Help Center/ Data Lake Insight/ FAQs/ Spark Jobs/ Spark Job Development/ How Do I Use Python Scripts to Access the MySQL Database If the pymysql Module Is Missing from the Spark Job Results Stored in MySQL?
Updated on 2024-11-15 GMT+08:00

How Do I Use Python Scripts to Access the MySQL Database If the pymysql Module Is Missing from the Spark Job Results Stored in MySQL?

  1. If the pymysql module is missing, check whether the corresponding EGG package exists. If the package does not exist, upload the pyFile package on the Package Management page.
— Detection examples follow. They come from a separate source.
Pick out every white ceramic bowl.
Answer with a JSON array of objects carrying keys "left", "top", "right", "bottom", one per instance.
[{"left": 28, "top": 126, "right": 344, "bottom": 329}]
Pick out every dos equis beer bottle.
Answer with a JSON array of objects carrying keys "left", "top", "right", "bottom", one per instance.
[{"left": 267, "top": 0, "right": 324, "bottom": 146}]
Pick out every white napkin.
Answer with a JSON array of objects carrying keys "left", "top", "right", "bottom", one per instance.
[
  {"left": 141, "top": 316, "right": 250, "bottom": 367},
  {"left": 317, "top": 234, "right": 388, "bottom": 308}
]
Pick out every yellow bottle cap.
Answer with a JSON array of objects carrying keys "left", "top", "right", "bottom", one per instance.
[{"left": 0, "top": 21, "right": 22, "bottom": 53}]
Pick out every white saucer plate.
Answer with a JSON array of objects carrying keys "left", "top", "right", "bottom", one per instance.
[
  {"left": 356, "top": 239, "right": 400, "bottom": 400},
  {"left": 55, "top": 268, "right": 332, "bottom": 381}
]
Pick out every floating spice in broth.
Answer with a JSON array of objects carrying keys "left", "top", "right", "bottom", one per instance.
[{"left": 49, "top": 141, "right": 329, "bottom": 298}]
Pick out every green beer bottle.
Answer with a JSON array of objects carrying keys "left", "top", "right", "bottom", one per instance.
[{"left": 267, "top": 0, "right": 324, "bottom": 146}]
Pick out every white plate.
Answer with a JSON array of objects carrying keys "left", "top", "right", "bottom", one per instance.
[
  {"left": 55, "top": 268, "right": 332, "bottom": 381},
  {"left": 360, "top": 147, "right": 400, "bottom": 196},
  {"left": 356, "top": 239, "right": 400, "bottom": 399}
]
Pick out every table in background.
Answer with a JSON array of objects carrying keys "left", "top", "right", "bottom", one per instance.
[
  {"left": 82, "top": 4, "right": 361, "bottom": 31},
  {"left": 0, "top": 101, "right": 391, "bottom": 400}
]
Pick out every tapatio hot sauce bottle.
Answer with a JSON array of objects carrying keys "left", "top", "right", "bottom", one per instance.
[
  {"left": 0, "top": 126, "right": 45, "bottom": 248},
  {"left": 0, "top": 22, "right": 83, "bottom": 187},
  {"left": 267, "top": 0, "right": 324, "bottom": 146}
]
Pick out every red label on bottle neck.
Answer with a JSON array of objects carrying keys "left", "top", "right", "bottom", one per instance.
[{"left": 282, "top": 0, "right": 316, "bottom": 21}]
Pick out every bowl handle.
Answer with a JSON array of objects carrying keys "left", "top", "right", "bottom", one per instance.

The procedure is as follows:
    1. Upload the egg package to the specified OBS path.
    2. Log in to the DLI management console and choose Data Management > Package Management.
    3. On the Package Management page, click Create Package in the upper right corner to create a package.
    4. In the Create Package dialog, set the following parameters:
      • Type: Select PyFile.
      • OBS Path: Select the OBS path where the egg package is stored.
      • Set Group and Group Name as you need.
    5. Click OK.
    6. On the Spark job editing page where the error is reported, choose the uploaded egg package from the Python File Dependencies drop-down list and run the Spark job again.
  2. To interconnect PySpark jobs with MySQL, you need to create a datasource connection to enable the network between DLI and RDS.

    For how to create a datasource connection on the management console, see Data Lake Insight User Guide.

    For how to call an API to create a datasource connection, see Data Lake Insight API Reference.